Issues raised by advocates
However, proponents counter by saying that lawmakers might use the debt committee as an alibi for agreeing to benefit cuts.
“The new speaker has made it clear he is not a friend to seniors, Social Security, or Medicare,” said Max Richtman, CEO of the National Committee to Preserve Social Security and Medicare. Reducing payouts is his solution to the problem of Social Security’s long-term solvency, he says.

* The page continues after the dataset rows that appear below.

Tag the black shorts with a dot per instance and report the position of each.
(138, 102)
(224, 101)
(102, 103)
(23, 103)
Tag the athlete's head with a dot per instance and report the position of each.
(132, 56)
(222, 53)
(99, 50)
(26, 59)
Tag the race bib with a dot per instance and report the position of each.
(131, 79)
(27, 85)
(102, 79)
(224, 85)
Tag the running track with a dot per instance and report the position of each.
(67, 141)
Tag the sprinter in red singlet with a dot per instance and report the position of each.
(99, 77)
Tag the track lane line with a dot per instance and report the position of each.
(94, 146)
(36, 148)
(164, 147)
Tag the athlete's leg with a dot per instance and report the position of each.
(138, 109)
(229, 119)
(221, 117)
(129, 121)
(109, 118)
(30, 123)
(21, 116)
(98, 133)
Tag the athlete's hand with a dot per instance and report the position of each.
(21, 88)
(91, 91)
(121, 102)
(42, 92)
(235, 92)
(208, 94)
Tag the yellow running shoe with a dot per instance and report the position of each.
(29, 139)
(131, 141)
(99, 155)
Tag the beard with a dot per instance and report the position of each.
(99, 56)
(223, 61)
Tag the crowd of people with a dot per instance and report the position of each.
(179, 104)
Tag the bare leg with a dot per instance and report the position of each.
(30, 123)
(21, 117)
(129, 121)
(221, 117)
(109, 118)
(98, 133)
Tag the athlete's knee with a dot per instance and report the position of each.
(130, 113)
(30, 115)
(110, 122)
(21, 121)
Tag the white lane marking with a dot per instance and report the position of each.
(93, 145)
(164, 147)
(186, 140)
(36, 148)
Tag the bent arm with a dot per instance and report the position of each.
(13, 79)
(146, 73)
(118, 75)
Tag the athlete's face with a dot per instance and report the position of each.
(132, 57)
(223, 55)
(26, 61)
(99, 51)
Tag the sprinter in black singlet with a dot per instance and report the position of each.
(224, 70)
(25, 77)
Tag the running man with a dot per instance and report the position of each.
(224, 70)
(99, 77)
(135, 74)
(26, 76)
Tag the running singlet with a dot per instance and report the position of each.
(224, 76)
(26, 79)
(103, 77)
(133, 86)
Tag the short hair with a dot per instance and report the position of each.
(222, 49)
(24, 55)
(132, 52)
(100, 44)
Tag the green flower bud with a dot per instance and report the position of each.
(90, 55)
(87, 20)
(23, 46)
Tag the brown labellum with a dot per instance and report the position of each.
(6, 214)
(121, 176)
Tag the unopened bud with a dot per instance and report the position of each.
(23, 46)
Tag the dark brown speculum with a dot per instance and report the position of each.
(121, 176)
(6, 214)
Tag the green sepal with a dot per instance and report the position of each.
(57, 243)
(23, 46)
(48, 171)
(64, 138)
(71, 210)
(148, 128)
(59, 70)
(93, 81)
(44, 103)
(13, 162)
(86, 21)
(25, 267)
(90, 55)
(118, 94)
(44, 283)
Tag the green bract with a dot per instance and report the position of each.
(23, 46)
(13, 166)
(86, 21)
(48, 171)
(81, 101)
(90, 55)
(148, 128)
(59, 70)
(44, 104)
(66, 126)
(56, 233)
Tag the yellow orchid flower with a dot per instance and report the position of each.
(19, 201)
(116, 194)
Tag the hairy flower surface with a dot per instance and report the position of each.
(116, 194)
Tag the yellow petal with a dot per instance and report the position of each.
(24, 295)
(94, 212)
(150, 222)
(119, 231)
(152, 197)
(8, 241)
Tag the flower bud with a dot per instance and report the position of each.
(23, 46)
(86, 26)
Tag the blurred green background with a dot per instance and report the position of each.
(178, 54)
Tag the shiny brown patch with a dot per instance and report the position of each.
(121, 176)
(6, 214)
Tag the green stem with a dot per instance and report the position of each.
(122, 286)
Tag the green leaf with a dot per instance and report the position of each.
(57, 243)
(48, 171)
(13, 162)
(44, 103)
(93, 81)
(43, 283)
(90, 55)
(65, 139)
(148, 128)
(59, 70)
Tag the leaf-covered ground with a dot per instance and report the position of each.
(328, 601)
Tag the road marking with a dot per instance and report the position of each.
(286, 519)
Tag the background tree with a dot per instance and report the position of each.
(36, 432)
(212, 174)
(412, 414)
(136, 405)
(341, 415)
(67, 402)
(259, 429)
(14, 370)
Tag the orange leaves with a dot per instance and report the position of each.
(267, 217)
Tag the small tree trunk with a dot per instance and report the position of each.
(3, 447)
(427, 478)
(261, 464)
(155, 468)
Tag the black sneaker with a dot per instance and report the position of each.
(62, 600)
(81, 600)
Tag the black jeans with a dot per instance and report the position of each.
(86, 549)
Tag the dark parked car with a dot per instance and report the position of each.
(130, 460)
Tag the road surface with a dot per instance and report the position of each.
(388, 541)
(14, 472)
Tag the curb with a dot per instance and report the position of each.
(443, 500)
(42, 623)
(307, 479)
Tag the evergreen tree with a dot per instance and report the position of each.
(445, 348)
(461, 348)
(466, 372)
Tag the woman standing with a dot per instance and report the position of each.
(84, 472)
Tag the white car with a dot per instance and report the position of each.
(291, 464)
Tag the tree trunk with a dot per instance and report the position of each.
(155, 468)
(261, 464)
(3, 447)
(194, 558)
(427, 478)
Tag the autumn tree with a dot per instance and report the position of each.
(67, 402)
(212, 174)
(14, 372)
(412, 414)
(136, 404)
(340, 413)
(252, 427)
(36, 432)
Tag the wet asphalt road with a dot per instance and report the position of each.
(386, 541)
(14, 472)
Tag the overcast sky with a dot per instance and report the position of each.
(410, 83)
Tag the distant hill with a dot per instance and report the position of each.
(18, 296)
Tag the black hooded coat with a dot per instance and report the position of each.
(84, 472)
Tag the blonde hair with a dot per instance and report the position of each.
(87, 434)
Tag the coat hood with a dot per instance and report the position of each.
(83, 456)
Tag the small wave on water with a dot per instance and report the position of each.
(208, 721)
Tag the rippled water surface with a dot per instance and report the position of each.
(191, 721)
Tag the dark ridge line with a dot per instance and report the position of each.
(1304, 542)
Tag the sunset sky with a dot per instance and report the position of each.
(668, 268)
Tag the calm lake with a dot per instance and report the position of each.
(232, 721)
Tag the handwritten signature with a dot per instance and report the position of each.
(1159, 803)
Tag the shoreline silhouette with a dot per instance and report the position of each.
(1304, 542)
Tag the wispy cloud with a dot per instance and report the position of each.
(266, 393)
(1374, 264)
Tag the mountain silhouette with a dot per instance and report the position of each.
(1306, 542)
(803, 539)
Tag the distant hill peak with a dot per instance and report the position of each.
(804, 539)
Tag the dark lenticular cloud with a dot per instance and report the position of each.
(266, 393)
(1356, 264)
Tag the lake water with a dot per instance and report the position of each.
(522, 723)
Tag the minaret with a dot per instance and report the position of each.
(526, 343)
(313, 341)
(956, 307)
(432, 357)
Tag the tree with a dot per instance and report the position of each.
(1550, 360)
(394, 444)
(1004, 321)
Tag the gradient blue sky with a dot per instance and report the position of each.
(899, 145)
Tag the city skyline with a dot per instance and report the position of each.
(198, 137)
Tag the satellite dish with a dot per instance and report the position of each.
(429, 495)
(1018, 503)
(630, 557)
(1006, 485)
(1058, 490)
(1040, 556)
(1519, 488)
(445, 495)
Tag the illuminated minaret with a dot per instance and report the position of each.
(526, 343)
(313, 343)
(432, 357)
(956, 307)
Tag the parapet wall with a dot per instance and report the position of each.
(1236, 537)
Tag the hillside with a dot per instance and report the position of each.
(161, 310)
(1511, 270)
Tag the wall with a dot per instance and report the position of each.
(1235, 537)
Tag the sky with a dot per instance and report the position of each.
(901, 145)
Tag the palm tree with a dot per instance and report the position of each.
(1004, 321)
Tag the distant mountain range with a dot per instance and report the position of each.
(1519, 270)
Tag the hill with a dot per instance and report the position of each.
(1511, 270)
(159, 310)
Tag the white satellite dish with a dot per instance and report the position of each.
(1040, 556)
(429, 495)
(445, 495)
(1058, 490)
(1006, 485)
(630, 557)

Vice President Joe Biden also wants to link Johnson and benefit cuts. In a statement issued following Johnson’s victory, a Biden aide said that the new speaker intends to “gut Social Security and Medicare.”
However, according to Charles Blahous, a former public trustee for Social Security and Medicare and senior research strategist at the Mercatus Centre at George Mason University, doing nothing is not an option. However, he has doubts that a commission on the nation’s debt can agree on answers.
Implementing suggestions similar to those of the Republican Study Committee, together with tax increases and other measures, will be necessary to address Social Security’s significant financial challenges, he added.
A lot more money needs to be saved than is included in the RSC proposal, Blahous stated. “So if you want to keep Social Security solid, you have to do all that stuff and a lot more.”